Books, Rhetoric

A strident avenger for insulted human reason

Aristocracy, liberalism, progress, principles…useless words! A Russian doesn’t need them.” This quote, above a Penguin logo, has appeared on posters around London outraging sentiment. It has been accused of promoting ethnic-hatred; a petition to have the posters removed has been launched; Russian State media has thundered against British state-sponsored Russian-bashing; shrill social media moralists are on the march; a complaint is being made to the UK regulators.

I suppose it is too ludicrously naive to think that readers of the quote would be literate enough to recognise the words. They are taken from a character in Turgenev’s 1862 novel Fathers and Sons. Along with books from nineteen other authors (Zola, Rilke, Bulgakov etc.) it is being promoted by the publishing house. The character who speaks these words in argument is the young nihilist Bazarov (in fact it’s an abbreviated version, the actual translated quote is “Aristocracy, liberalism, progress, principles” said Bazarov “Just think what a lot of foreign and useless words!
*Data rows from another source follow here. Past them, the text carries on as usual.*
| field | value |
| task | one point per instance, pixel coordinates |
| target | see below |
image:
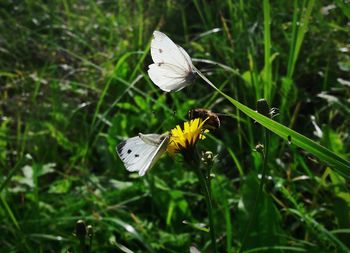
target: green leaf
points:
(333, 160)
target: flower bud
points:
(80, 229)
(263, 107)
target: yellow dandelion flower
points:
(184, 139)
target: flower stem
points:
(261, 185)
(205, 184)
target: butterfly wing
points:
(168, 77)
(164, 50)
(138, 155)
(172, 69)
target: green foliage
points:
(74, 84)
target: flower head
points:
(183, 139)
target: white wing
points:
(172, 69)
(138, 155)
(164, 50)
(168, 77)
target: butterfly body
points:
(141, 152)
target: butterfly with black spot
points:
(141, 152)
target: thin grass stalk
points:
(267, 45)
(339, 164)
(264, 155)
(193, 160)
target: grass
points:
(74, 84)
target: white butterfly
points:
(172, 69)
(141, 152)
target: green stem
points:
(205, 184)
(261, 185)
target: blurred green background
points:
(73, 84)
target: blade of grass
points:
(267, 46)
(339, 164)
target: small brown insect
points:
(213, 121)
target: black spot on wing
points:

A Russian would not want them as a gift”). Bazarov is a nihilist who rejects the assumptions of his fathers’ generation whilst denouncing everything that cannot be measured: literature, aesthetics, religion, intuition, beauty in nature. He is a young medical researcher who spends his time dissecting frogs. He is a strident avenger for insulted human reason. Bazarov is a man incapable of introspection, a hard-boiled materialist who believes only in strength, will-power and utility. He has been described as the first Bolshevik.

Ernest Renan giving an eulogy in Paris following his death, praised Turgenev’s ability to enter attitudes and beliefs that were antipathetic to his own. In this way he differed from his literary contemporaries Tolstoy and Dostoevsky. Turgenev was no preacher, no thundering prophet, no didact pointing the path to salvation. He was self-critical, tolerant, judicious, and wrote prose that offered no way out. He had seen his own mother abuse the serfs on their estate and was punished by her when he interceded on their behalf. He witnessed, as a boy, his maternal grandmother murdering with impunity one of her boy serfs. On his mother’s death Turgenev freed all the domestic servants. He had a lasting pre-occupation with the freedom and dignity of individuals and a hatred of Russian feudalism. Fathers and Sons was written during an upheaval in Russian history and examined the very great moral confusions of the time. His concern was for the inner life, for ideas, for moral predicaments. He clung to a humane literary culture.

This Penguin quote flows from the mouth of his fictional character displaying the violence of cold thought and youthful ardency. It is not of the novel’s viewpoint, still less Turgenev’s, still less Penguin’s, still less the British State’s. Penguin publish many Russian books, for which they should be praised. Perhaps, instead, the frothing moralists should read this novel rather than demand the removal of a poster promoting it.